Password reset email values altered by zero-day

Most users would think this zero-day is useless, as the attacker wouldn’t achieve anything more than sending a password reset email to the legitimate site owner, but from the wrong Sender address.

Zero-day can be weaponized in various ways

In reality, this can be quite dangerous. Golunski details some scenarios in which an attacker could exploit this zero-day.

For example, the attacker could flood the site owner’s email inbox with junk emails. When the corrupted password reset email arrives, because the legitimate user’s inbox would be full, the email server would return the email back to its sender, which in this case would be the tainted “Return-Path” value, meaning the attacker’s email.

Another attack scenario, easier to carry out, would be to watch when a site owner leaves on holiday. If the site admin has enabled an “out-of-office” auto-responder, if the auto-responder includes the original email, then the attacker obtains the password reset email with minimal effort.
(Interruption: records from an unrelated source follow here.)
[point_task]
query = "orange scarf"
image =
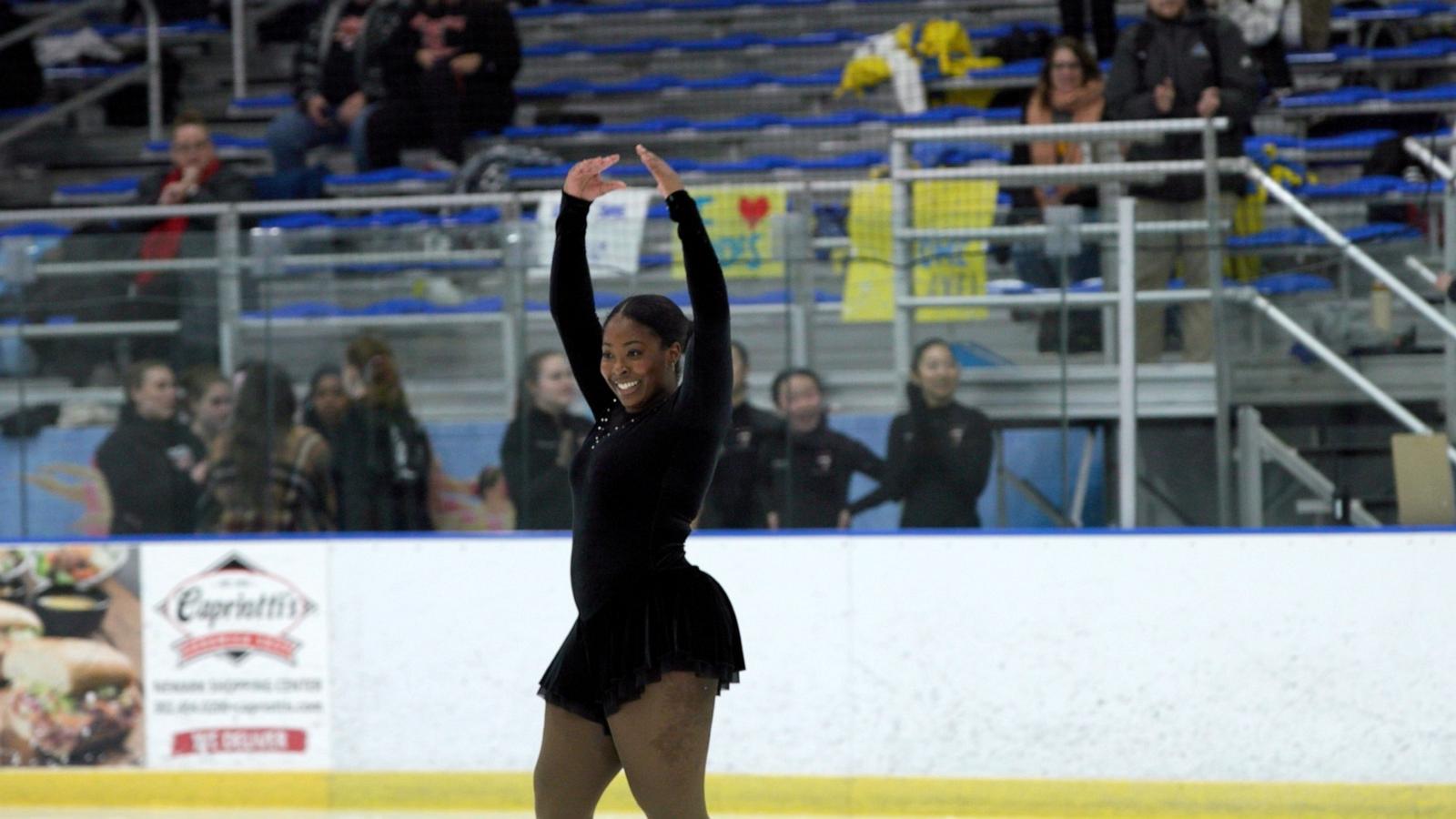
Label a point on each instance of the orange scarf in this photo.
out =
(1084, 104)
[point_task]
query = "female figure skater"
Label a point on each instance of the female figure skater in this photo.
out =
(655, 640)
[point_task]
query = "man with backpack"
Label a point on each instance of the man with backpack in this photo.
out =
(1179, 62)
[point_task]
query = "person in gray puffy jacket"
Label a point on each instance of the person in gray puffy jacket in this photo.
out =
(1179, 62)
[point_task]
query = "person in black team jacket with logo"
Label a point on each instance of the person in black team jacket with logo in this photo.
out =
(807, 467)
(541, 440)
(655, 639)
(735, 499)
(152, 462)
(939, 452)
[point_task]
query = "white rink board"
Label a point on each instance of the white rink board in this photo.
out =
(1186, 656)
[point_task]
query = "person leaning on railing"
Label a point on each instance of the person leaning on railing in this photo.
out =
(153, 465)
(268, 474)
(1069, 91)
(1178, 63)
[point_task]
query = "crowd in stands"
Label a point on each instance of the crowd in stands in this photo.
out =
(239, 453)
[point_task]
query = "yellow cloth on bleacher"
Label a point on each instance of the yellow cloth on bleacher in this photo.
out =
(863, 73)
(950, 267)
(939, 40)
(740, 220)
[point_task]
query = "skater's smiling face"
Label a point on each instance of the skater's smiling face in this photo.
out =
(635, 361)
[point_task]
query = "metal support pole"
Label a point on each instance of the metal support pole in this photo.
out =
(1449, 264)
(1222, 443)
(149, 11)
(1126, 366)
(798, 273)
(1251, 470)
(239, 48)
(900, 261)
(229, 288)
(18, 270)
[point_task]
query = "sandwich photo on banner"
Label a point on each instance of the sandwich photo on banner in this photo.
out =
(70, 700)
(70, 656)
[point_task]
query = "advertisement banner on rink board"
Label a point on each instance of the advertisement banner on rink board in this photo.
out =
(70, 656)
(238, 649)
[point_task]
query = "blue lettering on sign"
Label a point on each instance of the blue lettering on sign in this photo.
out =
(740, 251)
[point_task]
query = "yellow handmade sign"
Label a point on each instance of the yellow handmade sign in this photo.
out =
(742, 220)
(945, 267)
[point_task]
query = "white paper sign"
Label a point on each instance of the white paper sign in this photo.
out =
(237, 644)
(615, 228)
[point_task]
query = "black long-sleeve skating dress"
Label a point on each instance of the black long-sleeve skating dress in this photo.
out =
(637, 482)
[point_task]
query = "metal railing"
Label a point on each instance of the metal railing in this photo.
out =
(152, 72)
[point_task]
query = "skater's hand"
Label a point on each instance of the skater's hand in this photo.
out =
(1164, 95)
(318, 109)
(1208, 102)
(351, 108)
(667, 179)
(584, 179)
(465, 65)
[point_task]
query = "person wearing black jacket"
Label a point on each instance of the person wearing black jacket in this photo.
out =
(539, 443)
(339, 77)
(655, 639)
(734, 499)
(466, 55)
(383, 458)
(807, 467)
(152, 462)
(1177, 63)
(939, 452)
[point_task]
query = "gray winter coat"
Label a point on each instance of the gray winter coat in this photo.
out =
(1177, 50)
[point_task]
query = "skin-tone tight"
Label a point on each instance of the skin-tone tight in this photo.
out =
(660, 741)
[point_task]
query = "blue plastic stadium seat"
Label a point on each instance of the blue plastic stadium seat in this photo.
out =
(24, 113)
(1008, 288)
(555, 87)
(1434, 94)
(1018, 69)
(1354, 140)
(846, 162)
(1382, 232)
(746, 123)
(1420, 50)
(1314, 58)
(1274, 238)
(35, 230)
(1353, 188)
(386, 177)
(633, 47)
(1290, 283)
(555, 48)
(266, 102)
(298, 222)
(1351, 95)
(111, 187)
(640, 85)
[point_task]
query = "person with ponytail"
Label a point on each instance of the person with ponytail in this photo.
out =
(655, 639)
(541, 442)
(267, 472)
(939, 452)
(383, 457)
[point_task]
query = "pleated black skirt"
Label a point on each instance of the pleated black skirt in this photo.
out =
(679, 620)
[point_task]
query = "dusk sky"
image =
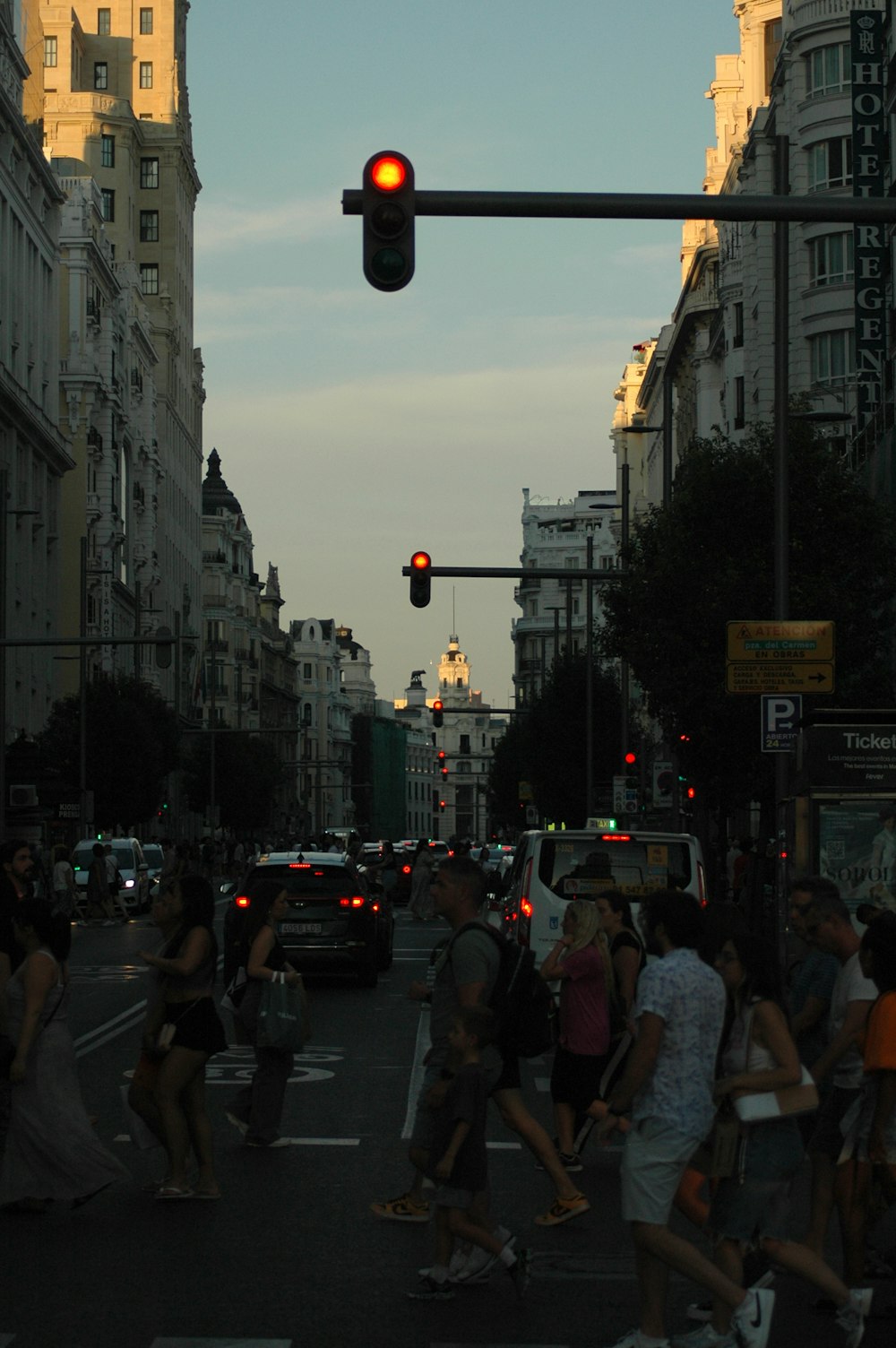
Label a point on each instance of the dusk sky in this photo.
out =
(358, 427)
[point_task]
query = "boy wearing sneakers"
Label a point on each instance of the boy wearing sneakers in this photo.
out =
(459, 1161)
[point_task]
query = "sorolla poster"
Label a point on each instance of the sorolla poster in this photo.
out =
(857, 851)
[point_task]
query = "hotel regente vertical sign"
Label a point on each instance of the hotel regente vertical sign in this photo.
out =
(869, 160)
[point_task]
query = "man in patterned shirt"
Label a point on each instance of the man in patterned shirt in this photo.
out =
(668, 1089)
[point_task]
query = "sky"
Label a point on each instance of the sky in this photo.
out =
(356, 427)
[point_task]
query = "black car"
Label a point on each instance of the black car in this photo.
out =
(334, 920)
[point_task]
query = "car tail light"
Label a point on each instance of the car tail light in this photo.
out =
(526, 906)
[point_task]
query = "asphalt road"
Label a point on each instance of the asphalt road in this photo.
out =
(291, 1255)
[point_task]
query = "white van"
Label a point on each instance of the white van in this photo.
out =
(554, 867)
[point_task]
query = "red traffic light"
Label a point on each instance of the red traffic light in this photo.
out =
(420, 578)
(388, 173)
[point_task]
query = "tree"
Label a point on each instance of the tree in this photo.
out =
(246, 774)
(708, 558)
(133, 741)
(546, 747)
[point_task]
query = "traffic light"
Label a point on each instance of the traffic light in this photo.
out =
(420, 578)
(387, 206)
(163, 649)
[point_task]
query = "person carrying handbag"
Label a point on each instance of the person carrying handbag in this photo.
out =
(257, 1109)
(752, 1205)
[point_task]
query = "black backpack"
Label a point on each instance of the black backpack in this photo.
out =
(521, 1000)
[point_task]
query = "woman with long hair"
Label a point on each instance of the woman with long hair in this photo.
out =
(752, 1206)
(581, 960)
(51, 1152)
(874, 1130)
(184, 1032)
(259, 1107)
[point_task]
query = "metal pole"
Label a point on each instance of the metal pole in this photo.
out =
(82, 693)
(4, 570)
(589, 681)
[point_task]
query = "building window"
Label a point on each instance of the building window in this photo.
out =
(150, 278)
(831, 163)
(149, 227)
(833, 356)
(828, 70)
(831, 259)
(773, 34)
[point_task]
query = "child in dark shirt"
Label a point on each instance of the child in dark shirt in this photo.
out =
(459, 1160)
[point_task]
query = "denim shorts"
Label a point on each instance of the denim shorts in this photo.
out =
(654, 1161)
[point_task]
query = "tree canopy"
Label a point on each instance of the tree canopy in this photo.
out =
(246, 774)
(708, 558)
(133, 740)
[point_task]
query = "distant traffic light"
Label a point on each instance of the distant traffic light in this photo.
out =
(420, 578)
(387, 206)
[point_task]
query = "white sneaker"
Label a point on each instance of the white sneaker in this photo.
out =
(852, 1316)
(754, 1318)
(635, 1339)
(703, 1337)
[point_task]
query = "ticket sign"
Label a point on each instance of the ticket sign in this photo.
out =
(789, 642)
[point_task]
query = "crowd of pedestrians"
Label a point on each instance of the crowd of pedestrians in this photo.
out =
(655, 1049)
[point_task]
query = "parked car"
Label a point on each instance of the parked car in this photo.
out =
(551, 868)
(134, 871)
(334, 920)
Other attack scenarios described by Golunski require social engineering, so there’s a low chance those will succeed with experienced website owners.

Sucuri experts: Not an immediate threat

These complex exploitation scenarios are most likely the main reason why the WordPress team has not prioritized patching this issue until now. The same opinion is shared by security experts from Sucuri, a vendor of web-based security products, recently acquired by GoDaddy.

“The vulnerability exists, but is not as critical as advertised for several reasons,” said Sucuri vulnerability researcher Marc Montpas. “The whole attack relies on the fact that the victim’s email is not accessible at the time the attack is occurring, which greatly reduces the chance of a successful attack.”

His colleague, Denis Sinegubko, also shared his thoughts on the issue. “After a brief reading and assuming the attack works, it has limited impact as it requires an individual site to be accessible by IP address, so will not work for most sites on shared servers. Only for poorly configured dedicated servers.”

“The whole attack scenario is theoretically possible but in practice, I don’t see thousands of sites getting hacked because of this vulnerability any time soon,” Montpas added.

Some mitigations available

But if some users are not willing to take risks, webmasters managing high-value sites looking for a way to prevent exploitation of this zero-day have some options at their dispossable.

“As a temporary solution users can enable UseCanonicalName to enforce [a] static SERVER_NAME value,” Golunski proposes.

On Reddit, other users also recommended that site owners “create a dummy vhost that catches all requests with unrecognized Host headers.”

Depending on your technical prowess, you can also experiment with other mitigations discussed in this Reddit thread, at least until the WordPress team patches this issue.

Also yesterday, Golunski released details about another method to exploit WordPress sites via a remote-code execution flaw in the PHPMailer library, a library included with the WordPress core source code. This issue came to light earlier in the year, but Golunski only now revealed more details about the exploitation mechanism against WordPress sites.